Picking out what game to play was both overwhelming and exciting at the same time. These cabinets were well-designed to really catch your attention. I remember the comic style art of the X-Men arcade game, where iconic characters such as Colossus (my pick!), Wolverine and Cyclops would be posed in a dramatic mural as they do battle with the likes of Magneto and his goons.
There were also cabinets that had different control inputs or mediums like an uzi in Operation: Wolf or even driving a convertible for Outrun which would sway simultaneously with the direction of your steering wheel. The arcade experience was something that I always looked forward to and always wanted to go back to, even though I had consoles back at home. You have to understand: back then, the hardware of a Famicom couldn’t compare to the graphics of an Arcade game. If you really wanted to play a game of say, Street Fighter II, the only way was to go to your nearest arcade, pony up some tokens, and hope to God the next player who’s going to sit beside you won’t kick your ass and boot you out of the game. There were certainly ports of Arcade games to the Famicom, but the graphics and the animations weren’t just there like in the Arcades. It only started to really catch up with the Super Famicom and the consoles after that, which unfortunately, also started the decline Arcade games.

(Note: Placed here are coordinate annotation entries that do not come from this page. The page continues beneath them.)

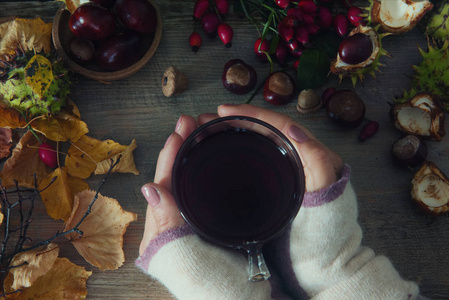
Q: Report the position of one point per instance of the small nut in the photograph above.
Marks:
(174, 82)
(308, 101)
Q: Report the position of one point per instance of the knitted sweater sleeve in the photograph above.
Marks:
(321, 256)
(192, 268)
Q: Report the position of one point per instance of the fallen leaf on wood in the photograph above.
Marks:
(126, 164)
(5, 142)
(84, 155)
(58, 196)
(61, 127)
(103, 230)
(29, 265)
(24, 164)
(65, 280)
(30, 34)
(10, 117)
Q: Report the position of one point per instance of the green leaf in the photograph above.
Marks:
(39, 74)
(313, 69)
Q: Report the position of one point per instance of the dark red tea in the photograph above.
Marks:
(235, 186)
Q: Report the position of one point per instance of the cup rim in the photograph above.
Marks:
(296, 158)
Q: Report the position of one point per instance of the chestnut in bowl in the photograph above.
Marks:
(62, 39)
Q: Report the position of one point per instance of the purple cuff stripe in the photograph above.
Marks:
(329, 193)
(161, 240)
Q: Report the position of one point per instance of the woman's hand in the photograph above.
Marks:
(321, 165)
(162, 211)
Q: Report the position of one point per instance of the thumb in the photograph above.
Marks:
(162, 213)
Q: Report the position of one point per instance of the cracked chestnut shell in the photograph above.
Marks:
(422, 115)
(238, 77)
(279, 88)
(431, 189)
(398, 16)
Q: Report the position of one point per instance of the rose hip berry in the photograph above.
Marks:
(225, 33)
(355, 48)
(280, 54)
(209, 23)
(195, 41)
(48, 155)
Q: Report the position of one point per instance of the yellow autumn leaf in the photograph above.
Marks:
(5, 142)
(10, 118)
(30, 34)
(29, 265)
(24, 164)
(84, 155)
(103, 230)
(39, 74)
(58, 196)
(64, 281)
(60, 128)
(126, 164)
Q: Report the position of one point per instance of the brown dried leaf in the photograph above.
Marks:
(31, 34)
(24, 164)
(32, 264)
(5, 142)
(65, 281)
(103, 230)
(60, 128)
(10, 117)
(84, 155)
(126, 164)
(58, 195)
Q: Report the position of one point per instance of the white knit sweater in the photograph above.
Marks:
(318, 257)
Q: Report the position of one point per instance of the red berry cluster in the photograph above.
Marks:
(303, 21)
(210, 17)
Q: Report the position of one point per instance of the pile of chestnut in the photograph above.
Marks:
(110, 33)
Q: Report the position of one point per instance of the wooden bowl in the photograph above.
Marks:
(62, 36)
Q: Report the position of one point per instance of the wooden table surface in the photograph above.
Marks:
(136, 108)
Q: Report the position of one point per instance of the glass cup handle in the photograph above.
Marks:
(257, 269)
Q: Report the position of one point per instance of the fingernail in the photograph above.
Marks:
(297, 134)
(152, 195)
(178, 124)
(168, 140)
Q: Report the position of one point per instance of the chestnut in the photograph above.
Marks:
(409, 150)
(238, 77)
(279, 88)
(346, 108)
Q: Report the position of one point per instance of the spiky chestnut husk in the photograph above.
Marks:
(16, 93)
(397, 16)
(422, 115)
(438, 23)
(370, 65)
(430, 189)
(431, 75)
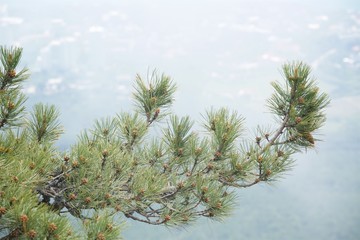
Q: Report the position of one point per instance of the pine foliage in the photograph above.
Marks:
(118, 169)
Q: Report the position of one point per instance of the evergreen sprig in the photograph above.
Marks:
(118, 169)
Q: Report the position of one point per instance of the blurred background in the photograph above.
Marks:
(84, 55)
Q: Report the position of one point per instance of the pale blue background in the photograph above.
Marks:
(84, 55)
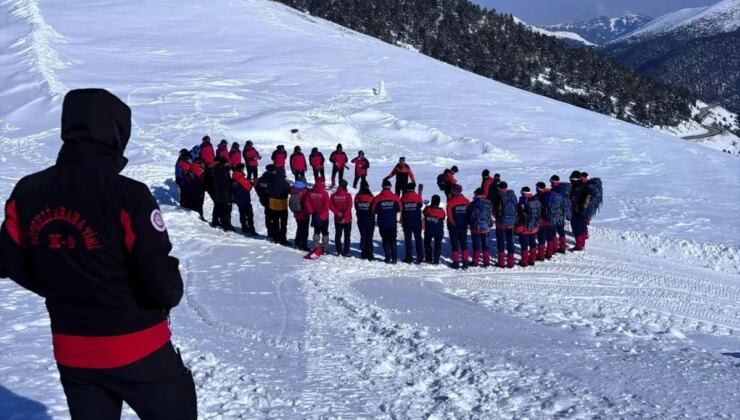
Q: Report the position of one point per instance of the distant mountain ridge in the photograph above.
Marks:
(603, 29)
(697, 49)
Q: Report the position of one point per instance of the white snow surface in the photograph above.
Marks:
(557, 34)
(722, 17)
(645, 324)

Arcades today have lost that magic they had during the golden age of the 80’s and 90’s. But thankfully, thanks to the Internet, emulators such as MAME can help bring that magic back. It’s no surprise that gamers of my age, would purposely recreate a gaming cabinet and prop them up in their Man cave or living rooms. With today’s technology, it is very doable and reachable in terms of cost. My dream is to one day have my very own arcade cabinet -- set it up in a game room, play a few rounds of The Simpsons Arcade Game, and have my kids play it with me, experiencing the magic of the arcade and hopefully passing the magic of a dying medium on to the future gamers of the next generation.